Bilingue comme d’autres jeunes Mauriciens, il fait valoir ses talents lorsque son patron doit converser avec des clients anglophones. Grâce à un gros contrat que ce dernier décroche auprès du ministère des Finances, Ramnarain Bidassee quitte le travail au Sentier et devient salarié.
Il relate : « J’ai pu renouveler ma carte de séjour jusqu’à régulariser ma situation et obtenir la nationalité française en 1979 ». Deux années plus tard et après un divorce, un deuxième mariage et la naissance de trois enfants, il part à la retraite. « Même si du point de vue matériel, je n’avais rien à craindre, je ne voulais pas vivre seul. Ma femme exerce toujours comme garde-malade et elle s’y est fait une petite réputation dans le HLM ou on habite à Aubervilliers », ajoute notre interlocuteur.
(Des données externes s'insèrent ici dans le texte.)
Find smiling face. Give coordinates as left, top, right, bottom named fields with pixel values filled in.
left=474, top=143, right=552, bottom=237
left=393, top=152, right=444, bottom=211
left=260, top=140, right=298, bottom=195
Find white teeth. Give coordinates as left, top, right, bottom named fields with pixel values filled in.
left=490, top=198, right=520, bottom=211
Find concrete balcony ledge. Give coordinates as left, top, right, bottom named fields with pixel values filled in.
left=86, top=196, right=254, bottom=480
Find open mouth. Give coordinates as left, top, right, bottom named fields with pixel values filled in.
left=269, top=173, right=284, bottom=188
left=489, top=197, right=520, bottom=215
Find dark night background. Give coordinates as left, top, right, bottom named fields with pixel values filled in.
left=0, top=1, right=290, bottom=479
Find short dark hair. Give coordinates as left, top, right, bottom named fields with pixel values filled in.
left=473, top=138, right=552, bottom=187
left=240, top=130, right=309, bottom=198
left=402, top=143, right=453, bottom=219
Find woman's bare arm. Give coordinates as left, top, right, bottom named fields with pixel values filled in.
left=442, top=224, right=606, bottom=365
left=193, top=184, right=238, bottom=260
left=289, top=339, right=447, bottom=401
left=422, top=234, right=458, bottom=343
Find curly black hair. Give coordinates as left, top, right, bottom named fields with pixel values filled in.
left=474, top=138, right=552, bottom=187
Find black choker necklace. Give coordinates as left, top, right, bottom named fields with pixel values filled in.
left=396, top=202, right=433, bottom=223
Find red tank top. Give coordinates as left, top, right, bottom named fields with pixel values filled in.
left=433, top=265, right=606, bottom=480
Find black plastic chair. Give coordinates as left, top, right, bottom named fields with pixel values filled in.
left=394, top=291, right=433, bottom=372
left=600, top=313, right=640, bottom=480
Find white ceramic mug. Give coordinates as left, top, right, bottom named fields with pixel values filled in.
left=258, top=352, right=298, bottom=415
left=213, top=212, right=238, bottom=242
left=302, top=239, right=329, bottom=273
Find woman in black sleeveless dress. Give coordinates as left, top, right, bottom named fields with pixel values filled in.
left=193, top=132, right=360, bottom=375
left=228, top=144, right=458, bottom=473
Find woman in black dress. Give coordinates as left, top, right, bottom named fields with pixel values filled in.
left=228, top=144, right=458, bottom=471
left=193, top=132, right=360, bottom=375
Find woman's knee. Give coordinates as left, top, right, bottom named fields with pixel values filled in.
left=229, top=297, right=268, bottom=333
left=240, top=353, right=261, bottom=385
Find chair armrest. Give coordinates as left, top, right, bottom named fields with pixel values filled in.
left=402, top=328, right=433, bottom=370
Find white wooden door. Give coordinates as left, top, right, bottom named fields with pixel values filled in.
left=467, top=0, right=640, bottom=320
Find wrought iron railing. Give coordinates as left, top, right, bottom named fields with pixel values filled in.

En 2020, alors que la France est confinée comme le reste du monde, Ramnarain Bidassee découvre à la télévision une émission consacrée aux musées de son pays natal. « Je connaissais déjà le musée de Port-Louis et celui de Mahébourg et voilà que je tombe sur celui de Guruduth Chuttoo qui est consacré aux objets anciens. Ça fait tilt dans ma tête et c’est à partir de là que je commence petit à petit à acheter des pièces vintage françaises au marché aux Puces de Clignancourt. J’avais un peu d’argent de côté, il fallait tout juste trouver des objets rares », se souvient-il encore.

Rolex Daytona
L’endroit reflète parfaitement ses ambitions. On y trouve de tout : des objets insolites sans grande valeur, comme des verres en acier, des figurines en bois ou des pipes chinoises. Mais aussi des pièces plus rares, tels un chandelier juif à sept branches ou une montre Rolex Daytona, dont Ramnarain Bidassee ignore le prix.
« Lorsque je vais aux Puces, je n’apporte pas beaucoup d’argent. Pas plus de 20 euros. Il y a bien une autre place au marché où on vend de la brocante, mais c’est plus cher et très règlementé. Ce sont des objets destinés à la revente, moi c’est pour collectionner », indique-t-il.
Il en a acheté tellement que la place a commencé à manquer chez lui. « Ma femme m’a même fait remarquer qu’avec ces objets je prends ses espaces à elle », dit-il, alors que son garçon lui demande ce qu’il pense faire d’une telle quantité d’objets.
Mais lui ne compte pas s’arrêter. « J’ai encore deux valises remplies d’objets achetés aux Puces que je compte rapporter lors de mon prochain séjour sur l’île », indique-t-il, tout en réfléchissant sur l’avenir de sa collection. Qui va s’en occuper après lui, d’autant que l’immense majorité des objets sont en métalliques et doivent être entretenus et préservés, se demande-t-il. « J’y ai pensé. L’époux d’une de mes nièces m’a assuré qu’il va prendre la relève pour la préservation de ces objets », répond-il.
Une chose est sûre : Ramnarain Bidassee ne risque pas de mettre fin de sitôt à sa passion pour ces objets du passé sans trop se soucier des haussements de sourcil au sein de sa famille à Fort Aubervilliers.